En 1954 y 1955 Jasper Johns destruyó toda su obra previa e inició la serie de banderas estadounidenses que, con el tiempo, se convertiría en uno de los iconos recurrentes de su carrera pictórica. Así, junto con otras imágenes de números, letras, dianas y mapas —‘cosas que la mente ya conoce’—, aquellas banderas contribuyeron a conformar un rico universo de motivos cotidianos y fácilmente identificables, considerados precursores del arte pop. El éxito de estas variaciones de percepción dinámica, donde el enfoque cambia constantemente, no se hizo esperar, llegando a adquirir el MoMA de Alfred H. Barr tres de las nuevas piezas que el artista expusiera en la galería Leo Castelli en 1958. Pero además, aquel año también tendría lugar otro hecho determinante en la trayectoria de Jasper Johns, como sería su toma de contacto directo con la obra de Marcel Duchamp. Fue concretamente en otoño cuando Johns y Rauschenberg visitaron el Museo de Arte de Filadelfia, donde se exhibían muchos de los trabajos del francés, incluido el conocido como Gran Vidrio. Su contemplación favorecería en Johns una honda reflexión acerca de la mirada del espectador. Por eso, escribiría Jasper Johns, el Gran Vidrio “[permitía] que el enfoque cambiante del ojo, de la mente, colocara al espectador donde está, no en otro lugar”. Al año siguiente, un crítico condujo a Marcel Duchamp a los estudios de Johns y Rauschenberg. Entre otras ideas, la sugerencia de Duchamp de ‘llegar a la imposibilidad de tener suficiente memoria visual para transferir de un objeto similar a otro la huella de la memoria” estimularía en lo sucesivo el interés de Johns por la práctica de la impresión. Asimismo “las respuestas de Johns a la obra e ideas de Duchamp entraron en su arte de numerosas maneras en la década de 1960. Inspirado en cierto modo por el ejemplo de Duchamp, Johns también empezó a tomar notas. Al igual que con los escritos de Duchamp, las notas de Johns a menudo se leen como instrucciones que plantean cuestiones filosóficas (…)” [Vid. C. Craft, Jasper Johns, NY, Parkstone International, 2012, págs. 88-93].

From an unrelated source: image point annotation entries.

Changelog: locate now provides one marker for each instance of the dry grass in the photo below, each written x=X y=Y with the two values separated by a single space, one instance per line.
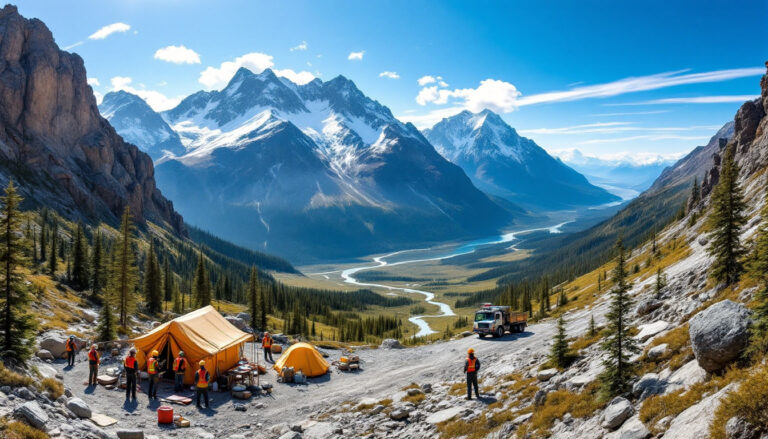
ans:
x=750 y=402
x=20 y=430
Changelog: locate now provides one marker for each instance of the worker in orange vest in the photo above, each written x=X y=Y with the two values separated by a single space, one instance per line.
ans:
x=202 y=378
x=93 y=365
x=180 y=368
x=471 y=366
x=266 y=343
x=131 y=365
x=71 y=348
x=153 y=370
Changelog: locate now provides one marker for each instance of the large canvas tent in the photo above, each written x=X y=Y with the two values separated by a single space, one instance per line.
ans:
x=203 y=334
x=303 y=357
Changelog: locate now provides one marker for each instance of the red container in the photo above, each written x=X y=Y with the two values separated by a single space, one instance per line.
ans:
x=165 y=414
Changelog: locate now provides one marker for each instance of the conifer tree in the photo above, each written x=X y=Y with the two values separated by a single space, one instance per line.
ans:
x=153 y=295
x=98 y=270
x=618 y=345
x=54 y=260
x=558 y=355
x=254 y=302
x=79 y=260
x=202 y=285
x=124 y=273
x=726 y=220
x=758 y=269
x=16 y=323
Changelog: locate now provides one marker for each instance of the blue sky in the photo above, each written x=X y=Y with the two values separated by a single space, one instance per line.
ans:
x=557 y=70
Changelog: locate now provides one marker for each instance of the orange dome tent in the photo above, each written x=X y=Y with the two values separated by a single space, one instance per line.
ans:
x=303 y=357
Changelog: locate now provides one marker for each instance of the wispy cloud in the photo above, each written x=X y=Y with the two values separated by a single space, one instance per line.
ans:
x=108 y=30
x=693 y=100
x=301 y=46
x=177 y=55
x=356 y=56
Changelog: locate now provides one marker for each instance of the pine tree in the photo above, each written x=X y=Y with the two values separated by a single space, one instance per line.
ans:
x=54 y=261
x=16 y=323
x=254 y=296
x=726 y=220
x=661 y=282
x=758 y=269
x=79 y=260
x=618 y=345
x=153 y=294
x=558 y=355
x=124 y=274
x=98 y=270
x=202 y=285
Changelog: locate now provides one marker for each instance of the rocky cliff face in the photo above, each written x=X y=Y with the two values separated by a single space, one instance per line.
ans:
x=53 y=141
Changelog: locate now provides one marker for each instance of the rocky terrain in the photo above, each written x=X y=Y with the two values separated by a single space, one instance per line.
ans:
x=54 y=142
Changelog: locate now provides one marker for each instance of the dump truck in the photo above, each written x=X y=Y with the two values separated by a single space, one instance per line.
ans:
x=496 y=320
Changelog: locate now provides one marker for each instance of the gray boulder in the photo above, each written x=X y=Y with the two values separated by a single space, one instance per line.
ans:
x=390 y=343
x=719 y=334
x=79 y=407
x=618 y=411
x=33 y=414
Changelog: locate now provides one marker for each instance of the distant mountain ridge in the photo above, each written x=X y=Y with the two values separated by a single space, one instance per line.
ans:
x=503 y=163
x=315 y=171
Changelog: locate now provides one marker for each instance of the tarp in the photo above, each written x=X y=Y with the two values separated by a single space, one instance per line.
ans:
x=303 y=357
x=203 y=334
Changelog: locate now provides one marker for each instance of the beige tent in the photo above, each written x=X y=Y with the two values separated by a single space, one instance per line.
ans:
x=202 y=335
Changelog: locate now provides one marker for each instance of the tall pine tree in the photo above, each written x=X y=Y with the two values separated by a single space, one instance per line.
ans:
x=618 y=345
x=16 y=323
x=124 y=274
x=726 y=220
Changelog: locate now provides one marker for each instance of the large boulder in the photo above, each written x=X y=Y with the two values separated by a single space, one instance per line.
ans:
x=719 y=334
x=33 y=414
x=79 y=408
x=618 y=411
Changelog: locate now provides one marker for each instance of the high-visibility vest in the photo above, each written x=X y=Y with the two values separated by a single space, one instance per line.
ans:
x=130 y=362
x=202 y=379
x=471 y=364
x=179 y=364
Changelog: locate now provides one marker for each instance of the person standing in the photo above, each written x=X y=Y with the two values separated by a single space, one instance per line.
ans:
x=471 y=366
x=179 y=368
x=153 y=370
x=202 y=378
x=131 y=374
x=71 y=348
x=266 y=343
x=94 y=359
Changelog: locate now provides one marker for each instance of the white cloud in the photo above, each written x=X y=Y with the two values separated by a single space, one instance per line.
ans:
x=302 y=46
x=217 y=78
x=177 y=55
x=695 y=100
x=300 y=78
x=640 y=83
x=108 y=30
x=155 y=99
x=356 y=55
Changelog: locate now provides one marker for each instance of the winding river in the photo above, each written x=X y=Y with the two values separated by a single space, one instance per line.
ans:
x=415 y=256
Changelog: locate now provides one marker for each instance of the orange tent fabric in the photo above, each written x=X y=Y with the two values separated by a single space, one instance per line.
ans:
x=303 y=357
x=203 y=334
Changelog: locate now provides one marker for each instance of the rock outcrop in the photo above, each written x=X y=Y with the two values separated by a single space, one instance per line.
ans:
x=55 y=144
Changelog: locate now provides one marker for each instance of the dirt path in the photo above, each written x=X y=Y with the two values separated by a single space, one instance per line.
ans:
x=384 y=373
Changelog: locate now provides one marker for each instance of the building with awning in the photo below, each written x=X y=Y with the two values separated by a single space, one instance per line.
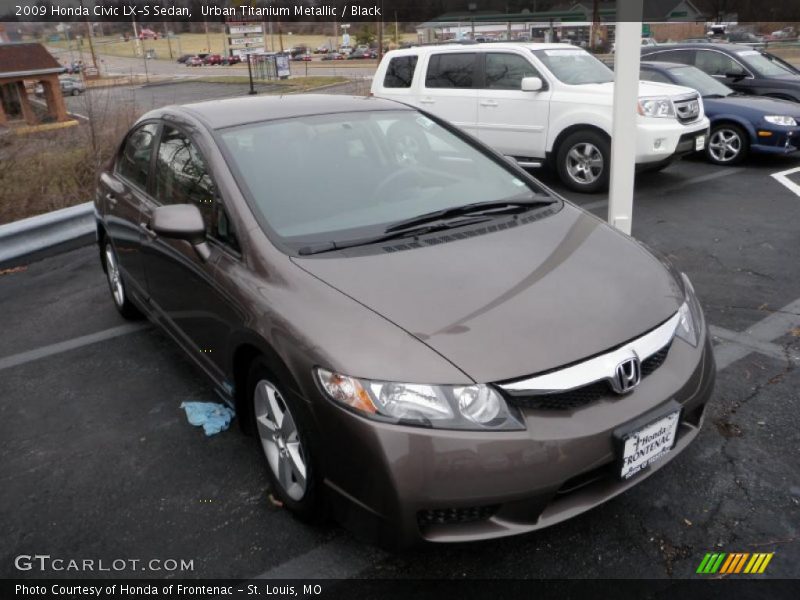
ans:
x=22 y=66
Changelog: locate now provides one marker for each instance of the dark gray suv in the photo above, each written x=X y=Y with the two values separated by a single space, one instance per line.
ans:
x=425 y=341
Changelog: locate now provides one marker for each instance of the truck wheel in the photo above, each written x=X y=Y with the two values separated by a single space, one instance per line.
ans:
x=727 y=145
x=287 y=442
x=582 y=161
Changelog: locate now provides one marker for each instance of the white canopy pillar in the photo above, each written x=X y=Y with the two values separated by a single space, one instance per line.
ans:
x=626 y=97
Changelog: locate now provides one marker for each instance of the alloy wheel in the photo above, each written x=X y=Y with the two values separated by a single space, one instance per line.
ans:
x=280 y=440
x=585 y=163
x=114 y=277
x=725 y=145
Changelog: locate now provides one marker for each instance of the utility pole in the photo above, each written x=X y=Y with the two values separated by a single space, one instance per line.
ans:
x=169 y=43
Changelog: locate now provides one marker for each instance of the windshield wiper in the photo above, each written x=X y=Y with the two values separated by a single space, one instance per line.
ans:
x=492 y=207
x=323 y=247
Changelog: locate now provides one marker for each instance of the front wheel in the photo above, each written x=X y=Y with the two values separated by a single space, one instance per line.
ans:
x=727 y=145
x=582 y=161
x=285 y=438
x=116 y=284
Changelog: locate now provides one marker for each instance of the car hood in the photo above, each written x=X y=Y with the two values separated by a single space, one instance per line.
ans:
x=757 y=105
x=513 y=302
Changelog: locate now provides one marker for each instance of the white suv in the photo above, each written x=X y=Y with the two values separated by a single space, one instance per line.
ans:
x=543 y=102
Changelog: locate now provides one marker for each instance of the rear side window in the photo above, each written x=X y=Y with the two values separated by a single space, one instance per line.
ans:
x=451 y=71
x=134 y=162
x=647 y=75
x=506 y=71
x=400 y=72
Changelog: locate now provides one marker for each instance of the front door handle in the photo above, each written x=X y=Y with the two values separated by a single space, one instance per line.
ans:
x=148 y=232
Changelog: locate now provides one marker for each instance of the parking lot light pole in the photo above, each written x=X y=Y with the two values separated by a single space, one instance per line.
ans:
x=626 y=98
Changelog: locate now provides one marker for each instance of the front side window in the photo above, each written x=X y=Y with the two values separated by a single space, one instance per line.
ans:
x=182 y=177
x=684 y=57
x=400 y=72
x=716 y=63
x=339 y=177
x=134 y=161
x=506 y=71
x=574 y=66
x=451 y=71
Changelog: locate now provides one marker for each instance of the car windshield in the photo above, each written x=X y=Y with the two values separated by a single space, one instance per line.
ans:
x=695 y=78
x=574 y=66
x=338 y=177
x=765 y=65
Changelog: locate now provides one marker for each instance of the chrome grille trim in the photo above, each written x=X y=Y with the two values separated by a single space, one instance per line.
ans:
x=599 y=368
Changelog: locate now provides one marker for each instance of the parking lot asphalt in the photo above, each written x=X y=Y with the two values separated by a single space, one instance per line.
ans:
x=98 y=461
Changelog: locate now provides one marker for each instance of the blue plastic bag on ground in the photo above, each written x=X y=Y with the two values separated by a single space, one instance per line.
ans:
x=212 y=417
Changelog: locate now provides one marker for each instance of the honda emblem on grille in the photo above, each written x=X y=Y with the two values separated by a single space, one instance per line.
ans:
x=627 y=375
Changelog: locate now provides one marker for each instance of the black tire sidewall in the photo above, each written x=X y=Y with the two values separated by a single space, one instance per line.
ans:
x=597 y=139
x=311 y=507
x=742 y=153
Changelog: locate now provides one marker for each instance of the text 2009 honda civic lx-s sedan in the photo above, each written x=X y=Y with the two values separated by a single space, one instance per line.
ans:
x=423 y=338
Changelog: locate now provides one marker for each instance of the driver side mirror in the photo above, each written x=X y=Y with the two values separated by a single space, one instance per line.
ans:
x=532 y=84
x=182 y=222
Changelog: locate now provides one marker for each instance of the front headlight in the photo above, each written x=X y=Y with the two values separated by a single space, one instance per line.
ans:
x=656 y=107
x=781 y=120
x=476 y=407
x=690 y=316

Sentimentalidad y Sculp-metal

Con In Memory of my Feelings – Frank O´Hara, de 1961, Jasper Johns introdujo un componente emocional en la hasta entonces impersonal temática de sus obras, que a partir de ese momento adquieren una tonalidad grisácea asociada a su carácter melancólico. Concretamente, In Memory of my Feelings – Frank O´Hara hace referencia al poema autobiográfico compuesto por este escritor de Baltimore cinco años antes. O’Hara, que también había sido comisario asociado de pintura y escultura en el MoMA, habría conocido a Johns en la época de su exposición en la galería Castelli, llegando a entablar con él una estrecha amistad que mantendría desde 1959 hasta su muerte en 1966 y que originaría interesantes asociaciones entre las obras de ambos autores, véase la colaboración iniciada en 1963 vinculando poesía y estampa. De esta suerte y según Fred Orton, la superficie del lienzo de In Memory of My Feelings… representaría los sentimientos de Johns a través de la significación del poema y la historia de la vida del poeta (VidFiguring Jasper Johns, Londres, Reaktion Books, 1994, págs. 61-62).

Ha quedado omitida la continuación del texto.